The term 'supercomputer' is more of a marketing term than anything else. Technical people only use it when they want to describe a general capability. AFAIK there is no concrete definitions of 'supercomputer', and if there were they would likely change daily. GRAPE 6, from the information I can see, is really an attached processor.
Attached processors can be an ARM chip on your network card to a GRAPE 6. Interanally, GRAPE 6 is a full custom, superscalar, massively pipelined, systolic array (say that 5 times fast). That basically means that data comes in one side of the board, and after n clock cycles the answer comes out the other side. There is no code other than a program running on the host computer which generates and consumes data, and every piece of the algorithm is done in hardware.
"What happens when the algorithm changes?" you might ask. Well, then you're screwed. You have to do a whole new board. Many boards use programmable chips as their processing elements, and can reprogram them when bugs or features get added, but these guys appear to be using ASICs. Great for speed, bad for flexibility.

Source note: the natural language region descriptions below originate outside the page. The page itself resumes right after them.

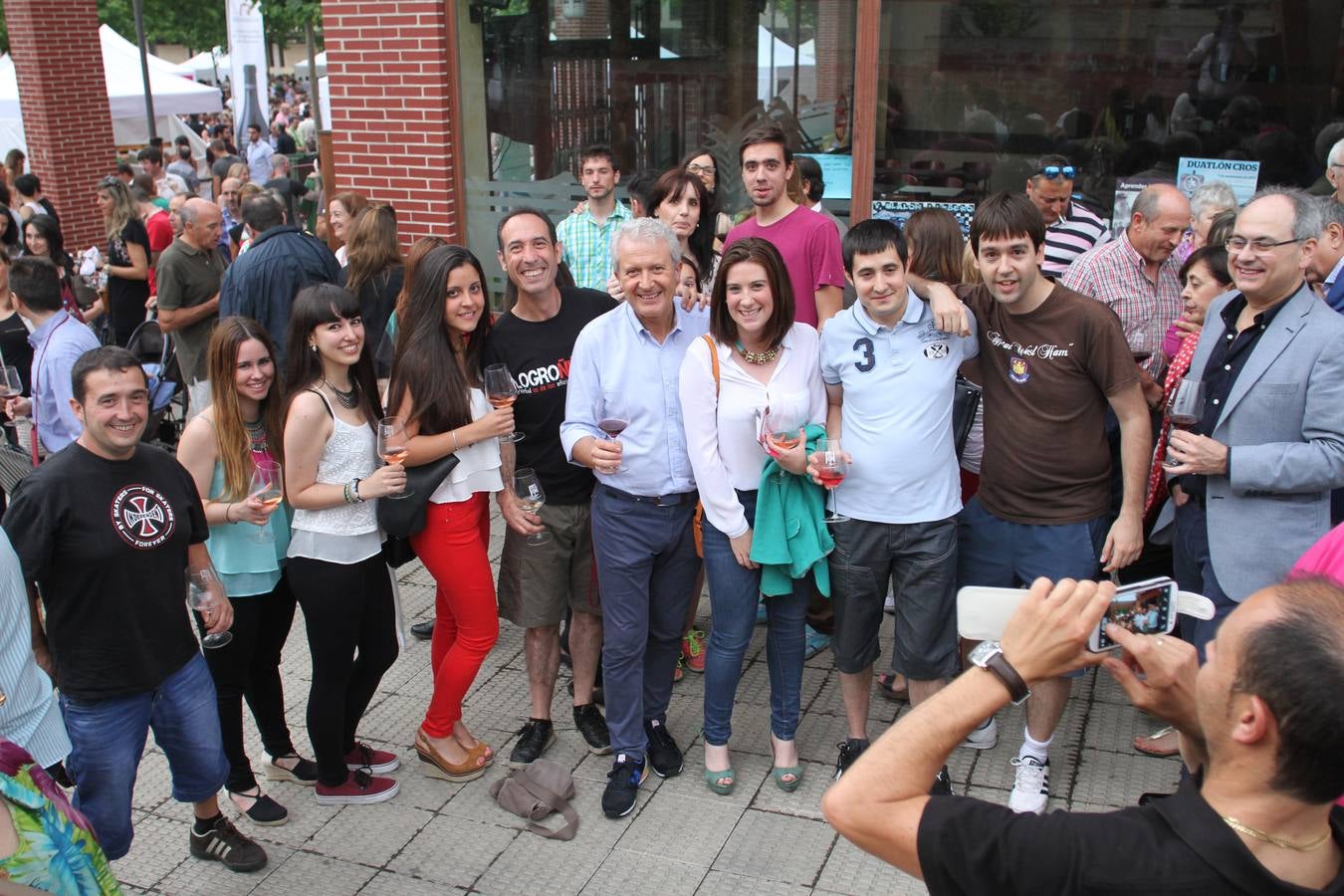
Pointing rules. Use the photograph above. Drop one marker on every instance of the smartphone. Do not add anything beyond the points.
(1144, 607)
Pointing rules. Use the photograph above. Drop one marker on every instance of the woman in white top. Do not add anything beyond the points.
(765, 360)
(336, 567)
(437, 389)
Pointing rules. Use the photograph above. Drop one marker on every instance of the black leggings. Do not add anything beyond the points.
(352, 639)
(249, 668)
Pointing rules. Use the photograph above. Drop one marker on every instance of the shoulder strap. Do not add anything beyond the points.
(714, 361)
(326, 403)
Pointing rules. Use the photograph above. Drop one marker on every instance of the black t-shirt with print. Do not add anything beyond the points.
(538, 356)
(107, 543)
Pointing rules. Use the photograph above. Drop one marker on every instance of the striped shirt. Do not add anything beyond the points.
(587, 246)
(1113, 273)
(1072, 234)
(29, 715)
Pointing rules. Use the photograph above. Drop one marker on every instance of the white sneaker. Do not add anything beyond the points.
(1031, 786)
(983, 738)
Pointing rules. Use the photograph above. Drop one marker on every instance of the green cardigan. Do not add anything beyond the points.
(789, 537)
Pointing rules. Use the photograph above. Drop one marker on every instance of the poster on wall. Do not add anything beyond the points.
(898, 211)
(1125, 191)
(1242, 176)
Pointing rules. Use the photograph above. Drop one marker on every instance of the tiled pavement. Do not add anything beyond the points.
(437, 837)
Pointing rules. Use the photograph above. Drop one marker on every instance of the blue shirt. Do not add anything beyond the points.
(56, 348)
(897, 414)
(617, 365)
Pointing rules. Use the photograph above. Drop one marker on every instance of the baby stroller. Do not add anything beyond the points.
(167, 389)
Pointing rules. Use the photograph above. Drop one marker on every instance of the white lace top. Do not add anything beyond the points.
(346, 533)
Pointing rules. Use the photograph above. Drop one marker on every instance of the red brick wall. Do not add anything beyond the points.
(390, 93)
(64, 99)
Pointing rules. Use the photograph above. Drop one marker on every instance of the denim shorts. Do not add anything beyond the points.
(108, 739)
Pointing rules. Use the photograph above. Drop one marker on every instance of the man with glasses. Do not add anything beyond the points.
(1259, 465)
(1070, 229)
(1137, 276)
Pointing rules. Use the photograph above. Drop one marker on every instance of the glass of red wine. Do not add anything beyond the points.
(613, 422)
(832, 468)
(1185, 410)
(502, 391)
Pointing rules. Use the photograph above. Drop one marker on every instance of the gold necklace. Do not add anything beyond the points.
(1275, 841)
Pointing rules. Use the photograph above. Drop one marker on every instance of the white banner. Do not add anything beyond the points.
(246, 47)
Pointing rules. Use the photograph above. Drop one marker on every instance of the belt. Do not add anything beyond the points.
(657, 500)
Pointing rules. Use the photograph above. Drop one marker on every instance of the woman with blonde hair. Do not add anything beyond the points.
(126, 261)
(237, 434)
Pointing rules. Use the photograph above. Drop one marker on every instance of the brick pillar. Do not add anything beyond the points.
(64, 97)
(394, 109)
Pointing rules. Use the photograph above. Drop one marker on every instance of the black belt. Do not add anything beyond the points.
(657, 500)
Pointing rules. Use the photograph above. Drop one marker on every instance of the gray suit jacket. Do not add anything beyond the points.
(1283, 422)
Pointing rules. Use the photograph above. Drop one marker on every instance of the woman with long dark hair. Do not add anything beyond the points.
(437, 391)
(335, 554)
(239, 431)
(126, 261)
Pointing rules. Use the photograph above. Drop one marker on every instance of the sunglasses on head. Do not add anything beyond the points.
(1055, 172)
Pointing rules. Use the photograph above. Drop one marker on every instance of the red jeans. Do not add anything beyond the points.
(453, 549)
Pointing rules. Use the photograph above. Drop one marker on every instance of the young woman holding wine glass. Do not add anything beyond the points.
(437, 391)
(336, 568)
(764, 367)
(233, 452)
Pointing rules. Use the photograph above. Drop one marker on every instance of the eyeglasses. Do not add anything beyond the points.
(1055, 172)
(1260, 246)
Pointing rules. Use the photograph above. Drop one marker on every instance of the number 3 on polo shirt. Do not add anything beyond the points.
(870, 358)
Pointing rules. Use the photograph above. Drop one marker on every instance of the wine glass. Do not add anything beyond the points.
(268, 485)
(392, 446)
(613, 421)
(527, 491)
(832, 468)
(204, 591)
(1186, 408)
(11, 385)
(502, 391)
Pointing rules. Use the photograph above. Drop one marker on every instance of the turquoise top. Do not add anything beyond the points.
(246, 567)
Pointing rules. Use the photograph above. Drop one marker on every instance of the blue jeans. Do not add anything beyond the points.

Even though David Ayd was mistaken about the architecture, this idea has been around for quite a while also. The SPLASH 2 project was one of the first successes with this idea. There is also a commercial company selling boards using that idea but with completely up to date components (compared to SPLASH).
Still, in July of 1995, the GRAPE 4 became the world's fastest computer, breaking the 1 teraflop barrier with a peak speed of 1.08 TFLOPS.
Well, we really can't argue with that, can we, Mr. Ayd?
This architecture lends itself to extremely high throughput. It's no surprise that these perform so well. NSA uses architectures just like this to do it's crypto crunching. Brute forcing doesn't look so bad after trying one of these :). -
What you should know about the NSA....
Funny to see that article by the EFF. They have no idea how much they have underestimated the NSA.
I used to work for a company called Annapolis Micro Systems (Annapolis, MD). They specialize in selling high performance configurable computing boards (both VME and PCI versions). These boards are especially suited to numerically intense algorithms (image processing, encryption).
It's no big surprise that the single biggest customer of AMS is the NSA. They routinely bought Wildfire arrays (see website) by the dozens. Two guesses as to what they were using them for, and the first doesn't count...
It must be emphasized what kind of power these arrays confer. Anyone familiar with configurable computing knows several things:
1) It's not for the light of wallet.
2) It requires a hefty design overhead for each application.
3) It presents the fastest known solutions to almost every NP-complete and iterative solution problem ever posed.
I am a hardware designer by trade, and I can tell you that is almost beyond my ability to measure what kind of processing power these boards can enable, purchased in groups.
Be afraid, be very afraid...
(Author's note: from my limited knowledge of encryption, keys larger than 1024 bytes probably aren't crackable by brute force in this day).